Il faut rompre avec l’hypocrisie contemporaine et dire les choses telles qu’elles sont. Non pour provoquer, mais pour rétablir une évidence que l’on feint désormais d’ignorer : un État existe pour protéger. Le reste — la morale de plateau, l’émotion ritualisée, l’indignation sélective — n’est que littérature seconde.
À Ajaccio, un homme armé d’un couteau menace des passants en pleine rue. La police intervient. On tente d’abord une neutralisation non létale. Elle échoue. L’individu avance encore, arme en main. Le temps n’est plus à la pédagogie. Un policier tire. L’homme meurt. Il y a un drame, oui. Mais il n’y a pas de scandale. Le scandale eût été de laisser faire, d’attendre qu’un passant tombe, gorge ouverte, pour se donner bonne conscience humanitaire a posteriori. La vérité est simple : face à une lame brandie, l’État n’a pas à s’excuser d’exister. Il n’a pas à négocier sa légitimité avec celui qui a déjà rompu le pacte social. La légitime défense collective n’est pas un concept théorique ; elle est une réalité brutale, immédiate, qui se joue en secondes. À Ajaccio, l’autorité publique n’a pas failli. Elle a agi.
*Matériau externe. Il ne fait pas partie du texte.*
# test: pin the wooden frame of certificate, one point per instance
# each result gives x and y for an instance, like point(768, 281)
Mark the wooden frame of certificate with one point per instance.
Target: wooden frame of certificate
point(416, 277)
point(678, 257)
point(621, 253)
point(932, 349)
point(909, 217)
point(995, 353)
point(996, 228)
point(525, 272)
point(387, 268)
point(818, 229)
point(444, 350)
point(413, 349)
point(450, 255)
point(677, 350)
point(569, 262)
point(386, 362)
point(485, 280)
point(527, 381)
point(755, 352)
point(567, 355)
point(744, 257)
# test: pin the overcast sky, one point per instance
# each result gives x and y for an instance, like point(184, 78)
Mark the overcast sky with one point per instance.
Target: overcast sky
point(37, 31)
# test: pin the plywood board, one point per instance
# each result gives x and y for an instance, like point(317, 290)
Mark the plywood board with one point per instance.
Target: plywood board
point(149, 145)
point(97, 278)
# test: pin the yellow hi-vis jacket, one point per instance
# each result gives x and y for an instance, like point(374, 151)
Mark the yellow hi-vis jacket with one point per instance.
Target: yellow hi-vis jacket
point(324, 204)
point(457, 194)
La police pour empêcher la violence
Les jours suivants confirment cette réalité. À Grenoble, un individu menaçant, là encore armé d’un couteau, est neutralisé par arme à feu. Il est blessé, hospitalisé, son pronostic vital n’est pas engagé. À Toulouse, scénario identique : menace caractérisée, intervention policière, tirs, l’agresseur survit. Et que se passe-t-il ensuite ? Rien. Ou presque. Le récit médiatique s’éteint. Quand il n’y a pas de mort, il n’y a pas de martyr. Pas de martyr, pas de slogan. Pas de slogan, pas de tribune. La réalité nue — un homme armé neutralisé, une enquête ouverte, des policiers qui n’ont pas tiré pour tuer — n’intéresse personne.
La culture du couteau banalisée ?
Ce que ces trois affaires révèlent, c’est une crise plus profonde. Une crise de courage politique et intellectuel. On exige de la police qu’elle empêche la violence tout en lui refusant les moyens moraux d’y faire face. On réclame la sécurité tout en criminalisant ceux qui la garantissent. Le véritable scandale n’est donc pas qu’un policier ait tiré à Ajaccio. Le véritable scandale est que l’on s’étonne encore qu’il ait fallu tirer. Que l’on ait laissé se banaliser la culture du couteau, l’ensauvagement de l’espace public, l’idée qu’un homme puisse menacer autrui sans que l’État n’intervienne immédiatement et résolument. Ajaccio, Grenoble, Toulouse disent une seule chose : quand l’État agit, le réel s’apaise ; quand il recule, la violence avance. Tout le reste n’est que bavardage.